21 sierpnia 2009, 15:59
Dziewczyny po ślubie zostajecie przy swoim nazwisku czy zmieniacie? czy może wybieracie podwójne? co myślicie o zachowaniu własnego nazwiska?
- Dołączył: 2009-04-28
- Miasto:
- Liczba postów: 4140
21 sierpnia 2009, 19:05
ja niebawem biorę ślub i zdecydowałam się na nazwisko dwuczłonowe :) - dla mnie to taki mały kompromis ;)
- Dołączył: 2008-03-29
- Miasto: Australia
- Liczba postów: 9686
22 sierpnia 2009, 17:00
Jeśli męzczyzna ma dziwne nazwisko lu bjego po prostu nie lubi to rozumiem, że bierze nazwisko partnerki. Bardzo lubię swoje nazwisko, jest takie jak wokalista jedego z zespołow polich, ale nie to jest najwazniejsze :D. podjełam już decyzję, że wezmę nazwisko Narzeczonego ;*
22 sierpnia 2009, 18:19
ale burza
dla mnie zdecydowanie przyjęcie samego nazwiska faceta nie wchodzi w grę bo wiązałobu się z jakimś rodzajem utraty włąsnej świadomości. Wypracowałam już pewną renomę sobie i nie zamierzam jej teraz oddawać rodowi mego wybranka. A w ramach przynależności do faceta czy jego rodziny mogę dodać jego i zapewne podpisszę się nim ze dwa razy w sprawach urzędowych
- Dołączył: 2009-01-27
- Miasto: Wieliczka
- Liczba postów: 2195
22 sierpnia 2009, 18:37
o Matko- utrata własnej świadomosci przez zmianę nazwiska??? Takiego czegoś jeszcze nie słyszałam
- Dołączył: 2007-08-23
- Miasto: Wrocław
- Liczba postów: 36
22 sierpnia 2009, 20:57
Ja przyjęłam nazwisko męża. Uważam, że miałoby sens zostawać przy panieńskim, gdyby rzeczywiście było to nazwisko po matce. Tymczasem kobiety w Polsce mają przecież nazwiska po swoich ojcach. Skoro idzie to i tak po mieczu, a nie po kądzieli, nie ma sensu zostawać przy panieńskim, ani komplikować sobie życia podwójnym. Chyba że ma się już swoje panieńskie nazwisko "wyrobione" i firmowało się nim swoje twórcze osiągnięcia .
- Dołączył: 2009-04-17
- Miasto: Warszawa
- Liczba postów: 19
24 sierpnia 2009, 09:13
A ja podeszlam do tego od praktycznej strony.
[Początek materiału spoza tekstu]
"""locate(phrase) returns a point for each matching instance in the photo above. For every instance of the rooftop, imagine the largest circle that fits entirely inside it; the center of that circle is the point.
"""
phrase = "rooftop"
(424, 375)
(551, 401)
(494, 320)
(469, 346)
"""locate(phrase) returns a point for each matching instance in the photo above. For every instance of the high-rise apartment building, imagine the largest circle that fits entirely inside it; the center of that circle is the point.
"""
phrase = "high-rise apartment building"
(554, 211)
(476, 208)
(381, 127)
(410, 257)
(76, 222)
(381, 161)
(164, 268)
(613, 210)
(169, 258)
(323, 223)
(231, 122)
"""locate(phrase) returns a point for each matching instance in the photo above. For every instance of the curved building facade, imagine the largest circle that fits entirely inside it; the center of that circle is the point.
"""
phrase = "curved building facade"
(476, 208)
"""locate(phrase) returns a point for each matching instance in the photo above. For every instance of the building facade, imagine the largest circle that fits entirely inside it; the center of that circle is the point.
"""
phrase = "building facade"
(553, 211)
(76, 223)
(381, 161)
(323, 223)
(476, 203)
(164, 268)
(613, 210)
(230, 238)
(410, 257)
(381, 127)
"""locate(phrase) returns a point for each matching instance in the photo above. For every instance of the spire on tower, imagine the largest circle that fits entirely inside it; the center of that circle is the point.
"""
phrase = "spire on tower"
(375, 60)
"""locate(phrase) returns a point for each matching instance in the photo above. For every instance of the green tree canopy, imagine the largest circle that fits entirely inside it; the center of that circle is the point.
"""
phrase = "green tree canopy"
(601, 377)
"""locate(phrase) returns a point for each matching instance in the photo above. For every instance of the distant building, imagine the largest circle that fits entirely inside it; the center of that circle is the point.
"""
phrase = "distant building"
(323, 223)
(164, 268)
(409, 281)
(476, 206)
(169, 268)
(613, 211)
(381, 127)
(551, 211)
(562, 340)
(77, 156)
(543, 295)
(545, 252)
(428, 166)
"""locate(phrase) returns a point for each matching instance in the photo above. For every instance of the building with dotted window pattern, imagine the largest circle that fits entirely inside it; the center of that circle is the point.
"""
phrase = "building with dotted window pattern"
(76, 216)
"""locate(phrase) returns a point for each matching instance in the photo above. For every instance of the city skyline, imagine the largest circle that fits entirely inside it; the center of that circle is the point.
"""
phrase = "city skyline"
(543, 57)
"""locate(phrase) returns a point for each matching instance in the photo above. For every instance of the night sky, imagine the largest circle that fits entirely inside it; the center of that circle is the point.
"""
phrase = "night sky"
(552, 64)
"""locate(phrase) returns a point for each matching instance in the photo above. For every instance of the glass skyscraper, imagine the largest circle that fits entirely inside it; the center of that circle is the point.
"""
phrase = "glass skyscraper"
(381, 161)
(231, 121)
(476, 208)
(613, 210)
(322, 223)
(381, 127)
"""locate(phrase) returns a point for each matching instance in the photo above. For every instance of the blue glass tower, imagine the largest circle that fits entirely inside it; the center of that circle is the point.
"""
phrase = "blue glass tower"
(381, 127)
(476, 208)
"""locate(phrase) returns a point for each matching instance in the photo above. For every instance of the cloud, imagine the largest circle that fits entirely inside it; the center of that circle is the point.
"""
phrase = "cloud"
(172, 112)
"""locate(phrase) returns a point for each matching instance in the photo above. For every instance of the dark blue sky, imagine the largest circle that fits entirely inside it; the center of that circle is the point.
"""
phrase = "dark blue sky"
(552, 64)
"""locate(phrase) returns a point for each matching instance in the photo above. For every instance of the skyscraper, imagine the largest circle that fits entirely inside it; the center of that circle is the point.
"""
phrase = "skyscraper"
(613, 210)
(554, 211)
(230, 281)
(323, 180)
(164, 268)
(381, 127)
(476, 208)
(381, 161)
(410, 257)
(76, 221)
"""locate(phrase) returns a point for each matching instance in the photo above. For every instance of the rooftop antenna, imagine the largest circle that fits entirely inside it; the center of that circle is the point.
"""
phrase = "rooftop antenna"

Moglabym miec dwa nazwiska... ale poniewaz mam i długie imie i nazwisko, to dodanie do niego jeszcze jednego naziwska, nawet 2 sylabowego, a pozniej podpisywanie sie na wszystkich urzedowych papierach takim szlaczkiem... wlasnie "szlaczek" by mnie trafił ;) Więc rezygnuję ze swojego i przyjme nazwisko męża. juz wyprobowalam, ładnie wspolgra z imieniem :D Poza tym, ciemną nocą, jak nikt nie patrzył, przetrenowałam sobie nową parafkę - schludna i szybka ;D (wiecie, to z czasow dziecinstwa..)
24 sierpnia 2009, 16:09
Zostane przy swoim (ze wzg. zawodowych), lub łączone (ze wzg na dzieci).
- Dołączył: 2006-01-30
- Miasto: Łódź
- Liczba postów: 95
24 sierpnia 2009, 16:15
ja zostane przy swoim, ewentualnie laczone..
- Dołączył: 2009-05-13
- Miasto:
- Liczba postów: 13435
24 sierpnia 2009, 16:32
Ja mojemu Narzeczonemu powiedziałam już na początku znajomości, że zmiana nazwiska w grę nie wchodzi, bo swoje chcę mieć też i już. Za dzieciaka zawsze chciałam mieć inne, ale patrząc na moją ciotkę (btw. dzięki niej jestem dumna ze swojego nazwiska), która nie boi się zadawać pytan różnym "ważym" osobom ze świata polityki i mówcie co chcecie - jest naprawdę dobra w tym co robi, utwierdziłam się w postanowieniu, że moje zostaje. Narzeczony nie robi mi z tego jakiegoś specjalnego problemu, chce tylko, żeby jego było pierwsze i na tej linii toczymy póki co spór, bo pierwsze jest przecież panieńskie, a potem nazwisko męża, ale jemu jakoś ciężko wytłumaczyć... Jeszcze "chwilę" mamy, więc może zrozumie
2 września 2009, 21:07
Ja też wybieram dwa nazwiska - po 1. to ukłon w stronę mojego taty, po 2. pracowałam na swoje nazwisko latami.